The name Yealand, mentioned in the Doomsday book as Jalant, derives from the
Anglo-Saxon word meaning ‘high ground’. The name Conyers comes from past
Lords of the Manor. Among the earlier overlords was Henry de Redmayne (hence
Yealand Redmayne). By the early 13th century, control had passed to Adam de
Yealand, Sheriff of the County, whose daughter Alice subsequently married
Robert de Conyers (hence Yealand Conyers).
During the mid 17th
century the villages of Conyers and Redmayne became associated with the
persecuted Quaker movement. George Fox, Quaker leader, preached in Yealand
Conyers in 1652. He was particularly supported by Richard Hubberstone, a
local man, who proved invaluable in organising secret Quaker meetings in the
area. Richard Hubberstone continued to uphold the faith until 1662 when he
died in Newgate prison.
For many visitors to
Yealand the object of their journey is to tour the “1652 Country” where in
that year the Society of Friends was established as a result of George Fox’s
visits. The Meeting House was built in 1692 and is still in regular use, as
is the burial ground.
The Anglican church of St. John’s was elevated to the status of a parish in
its own right on 25th September 1870. Originally a chapelry of
the Parish church of St Oswald, records for this church were recorded in the
Parish registers of the mother church and may be viewed as part of those
registers up to the year 1857. From 1858 onwards, the church of St.

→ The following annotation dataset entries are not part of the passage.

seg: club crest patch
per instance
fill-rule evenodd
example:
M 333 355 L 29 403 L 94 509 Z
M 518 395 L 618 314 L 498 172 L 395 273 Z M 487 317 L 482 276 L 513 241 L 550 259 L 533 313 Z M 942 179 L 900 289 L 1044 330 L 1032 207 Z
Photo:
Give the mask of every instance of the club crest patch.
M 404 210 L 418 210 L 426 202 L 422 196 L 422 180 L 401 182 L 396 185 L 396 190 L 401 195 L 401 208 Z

John
maintained its own registers.
The village pub, The New Inn, dates from about
Yealand is in a
designated Area of Outstanding Natural Beauty. It is a limestone area, well
wooded and rich in wildlife. The RSPB bird reserve of Leighton Moss, well
known for its Bitterns, is within easy walking distance.
Local walks afford
impressive views of Morecambe Bay, the Lakeland Fells and The Pennines.
Within a few miles are castles, Pele Towers and Stately Homes.
Within the Parish is
Leighton Hall, with its origins dating back to 1246. This has been a
Catholic stronghold and during the period of Catholic persecution, a priest
was frequently hidden within the walls. The Catholic Church of St. Mary was
consecrated in 1852, although there had been a previous building since 1782.